The hounds came out of the woods exactly on the fox’s track, but when they hit the edge of the manure pile, they stopped short, as if they had run into a solid wall and not the edge of a manure pile. So when Luke called, they all raised their heads and started to wiggle and smile, as if saying how strange it was to see the men there—but nice, too—and what’s next?
“Grab ’em, Matthew. String this bale string through the collars.

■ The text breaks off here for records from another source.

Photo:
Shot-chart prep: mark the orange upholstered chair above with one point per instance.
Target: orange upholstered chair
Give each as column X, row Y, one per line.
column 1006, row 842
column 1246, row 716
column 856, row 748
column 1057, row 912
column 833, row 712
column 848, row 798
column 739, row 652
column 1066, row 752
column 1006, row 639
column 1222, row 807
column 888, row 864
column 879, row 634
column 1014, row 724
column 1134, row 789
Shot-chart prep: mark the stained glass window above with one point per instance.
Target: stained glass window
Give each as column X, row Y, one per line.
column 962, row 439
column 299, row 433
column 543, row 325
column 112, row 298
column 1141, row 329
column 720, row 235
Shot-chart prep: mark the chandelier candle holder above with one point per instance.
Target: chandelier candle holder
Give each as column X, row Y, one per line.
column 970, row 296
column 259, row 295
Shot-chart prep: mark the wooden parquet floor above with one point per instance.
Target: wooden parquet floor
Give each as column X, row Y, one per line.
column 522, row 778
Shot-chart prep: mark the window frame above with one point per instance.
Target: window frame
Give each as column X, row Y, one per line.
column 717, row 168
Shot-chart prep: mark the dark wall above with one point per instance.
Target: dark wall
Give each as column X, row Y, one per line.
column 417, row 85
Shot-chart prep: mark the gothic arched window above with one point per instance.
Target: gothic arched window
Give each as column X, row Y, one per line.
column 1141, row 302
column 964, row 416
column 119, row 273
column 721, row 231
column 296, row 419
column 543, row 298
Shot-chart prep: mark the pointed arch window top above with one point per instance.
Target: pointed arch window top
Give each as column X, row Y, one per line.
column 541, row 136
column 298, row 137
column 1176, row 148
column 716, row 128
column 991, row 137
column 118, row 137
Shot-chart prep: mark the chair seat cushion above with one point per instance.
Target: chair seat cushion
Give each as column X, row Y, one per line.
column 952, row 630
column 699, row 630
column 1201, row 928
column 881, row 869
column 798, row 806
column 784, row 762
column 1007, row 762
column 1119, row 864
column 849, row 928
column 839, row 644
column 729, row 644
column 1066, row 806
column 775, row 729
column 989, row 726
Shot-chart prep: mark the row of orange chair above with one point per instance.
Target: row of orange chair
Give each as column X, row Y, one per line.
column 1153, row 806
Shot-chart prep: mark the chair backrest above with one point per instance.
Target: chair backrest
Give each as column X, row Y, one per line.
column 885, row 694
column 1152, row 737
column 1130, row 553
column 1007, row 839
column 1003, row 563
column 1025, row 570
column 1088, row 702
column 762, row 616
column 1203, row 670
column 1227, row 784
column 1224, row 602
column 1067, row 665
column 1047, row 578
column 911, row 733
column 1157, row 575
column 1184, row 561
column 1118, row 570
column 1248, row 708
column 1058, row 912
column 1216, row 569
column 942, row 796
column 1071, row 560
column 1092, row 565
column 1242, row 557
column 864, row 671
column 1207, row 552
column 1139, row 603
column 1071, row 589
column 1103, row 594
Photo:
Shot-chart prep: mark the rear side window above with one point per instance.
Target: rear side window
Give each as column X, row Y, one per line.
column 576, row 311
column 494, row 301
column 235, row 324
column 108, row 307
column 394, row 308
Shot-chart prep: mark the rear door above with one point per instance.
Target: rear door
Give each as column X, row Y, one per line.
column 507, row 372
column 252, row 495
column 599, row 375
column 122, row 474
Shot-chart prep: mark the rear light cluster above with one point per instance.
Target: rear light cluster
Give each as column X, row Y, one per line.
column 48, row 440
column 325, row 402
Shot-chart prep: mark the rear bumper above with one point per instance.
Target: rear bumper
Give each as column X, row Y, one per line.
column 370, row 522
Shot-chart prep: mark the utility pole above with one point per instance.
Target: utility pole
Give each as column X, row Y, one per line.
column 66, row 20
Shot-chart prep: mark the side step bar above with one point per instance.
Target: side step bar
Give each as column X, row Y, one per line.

We’ll just have to tie ’em in the truck since we ain’t got the hound boxes.”
Sarah was next to Matthew, panting so hard her
whole body shook. It looked like her tongue would drop out of her head. Suddenly she went rigid all over and fell to the ground, and her eyes rolled back in her head. She was breathing with her mouth shut. Luke was busy tying the other hounds in the truck.
“Luke!” Matthew yelled. It was completely unlike him. Matthew Tanner just didn’t yell. At least not often. And when it happened, it almost always had to do with Charlie.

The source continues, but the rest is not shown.